When we’re young we think of retirement as something old people do and it might as well be light years away to our 20-year-old / 30-year-old perspectives. We hit our 40’s and if/when we even start to contemplate retirement we begin to think “Hey, maybe this is something I should start thinking about. Maybe even plan for.” Our perspective morphs into something entirely different than our earlier years. The Big 5-0 rolls around and with it a bit of yearning perhaps or maybe a sense of urgency depending on how well we’ve heeded the admonishments of our financial advisors or parents or other well-meaning kin to save for the future. As for our 60’s let’s just say I’ll leave well enough alone at this point. Twenties, thirties, forties — been there, done that. Fifites? I’m workin’ on it.
The thing that fascinates me is how my perspectives have evolved over time — on many subjects certainly — but on retirement in particular. Work now serves as a means to an end. Strike that, reverse it. That sounds so ominous, doesn’t it, to use the word ‘end’ when we are talking about what many of us hope are our glory years. I prefer a new beginning or the much clichéd next chapter or perhaps reinventing ourselves. In any case, the crucial balance lies between obtaining the means to maintain a fruitful retirement and preserving ourselves well enough so we have the health and wherewithal in which enjoy it.
It’s all in one’s perspective.

Family weekend in a cabin rental in Clear Lake in 2013 where we enjoyed our fresh air view of the lake sipping our beverages of choice and playing games.

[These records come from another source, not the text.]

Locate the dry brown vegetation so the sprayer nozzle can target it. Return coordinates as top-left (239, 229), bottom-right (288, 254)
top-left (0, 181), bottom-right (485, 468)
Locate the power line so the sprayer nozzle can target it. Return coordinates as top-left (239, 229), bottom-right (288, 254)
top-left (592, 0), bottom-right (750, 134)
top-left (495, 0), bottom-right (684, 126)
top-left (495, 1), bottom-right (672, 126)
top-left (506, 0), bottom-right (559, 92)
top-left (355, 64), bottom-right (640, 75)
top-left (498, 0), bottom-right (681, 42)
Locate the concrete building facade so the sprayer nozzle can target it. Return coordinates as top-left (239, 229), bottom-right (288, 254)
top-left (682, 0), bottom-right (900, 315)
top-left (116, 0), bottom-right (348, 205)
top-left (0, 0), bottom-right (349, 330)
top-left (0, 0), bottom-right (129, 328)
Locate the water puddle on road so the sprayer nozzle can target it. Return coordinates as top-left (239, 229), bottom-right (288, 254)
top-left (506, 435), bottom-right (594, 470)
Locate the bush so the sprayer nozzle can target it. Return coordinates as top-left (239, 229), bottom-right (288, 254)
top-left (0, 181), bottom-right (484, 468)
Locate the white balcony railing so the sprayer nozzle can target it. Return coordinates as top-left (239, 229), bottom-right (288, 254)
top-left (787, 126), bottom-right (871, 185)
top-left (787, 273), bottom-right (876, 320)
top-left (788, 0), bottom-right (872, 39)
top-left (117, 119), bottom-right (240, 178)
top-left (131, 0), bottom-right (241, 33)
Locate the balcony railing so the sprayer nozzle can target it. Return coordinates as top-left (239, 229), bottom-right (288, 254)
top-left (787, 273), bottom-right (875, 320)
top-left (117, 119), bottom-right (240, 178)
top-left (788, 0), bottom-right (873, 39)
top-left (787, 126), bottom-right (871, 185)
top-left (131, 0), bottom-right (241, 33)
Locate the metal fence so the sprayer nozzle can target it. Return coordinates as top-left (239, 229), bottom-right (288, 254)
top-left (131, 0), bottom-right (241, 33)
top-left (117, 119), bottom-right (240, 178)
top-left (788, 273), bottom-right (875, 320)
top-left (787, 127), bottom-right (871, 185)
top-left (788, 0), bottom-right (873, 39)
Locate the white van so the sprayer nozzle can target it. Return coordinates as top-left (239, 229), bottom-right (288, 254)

Growing up on a sawmill there was rarely a shortage of logs strewn about the place. These little fellas — firewood actually — await a smoky encounter with a fire-pit some cool summer evening. They do, however, evoke fond memories of their larger counterparts (stacked in a bric-a-brac fashion sometimes ten or fifteen feet high) that my five sisters and I used to hop, skip and jump across when we were younger.
To this day passing a semi load of logs on the interstate corrals my attention and that of my mom and siblings as well. Dad died in 2007, a year that marked 50 years in the sawmill business. Clark’s Sawmill was his pride and joy. He loved what he did as did my mom’s dad who was also a sawmill man. Dad told me once that when he went to bed at night he could hardly wait to get up in the morning to go back to work. How does that saying go? Something about doing what you love and you’ll never work a day in your life. That described my dad’s philosophy and love of the sawmill business and, happily, his strong work ethic became his daughters’ approach to work and career as well.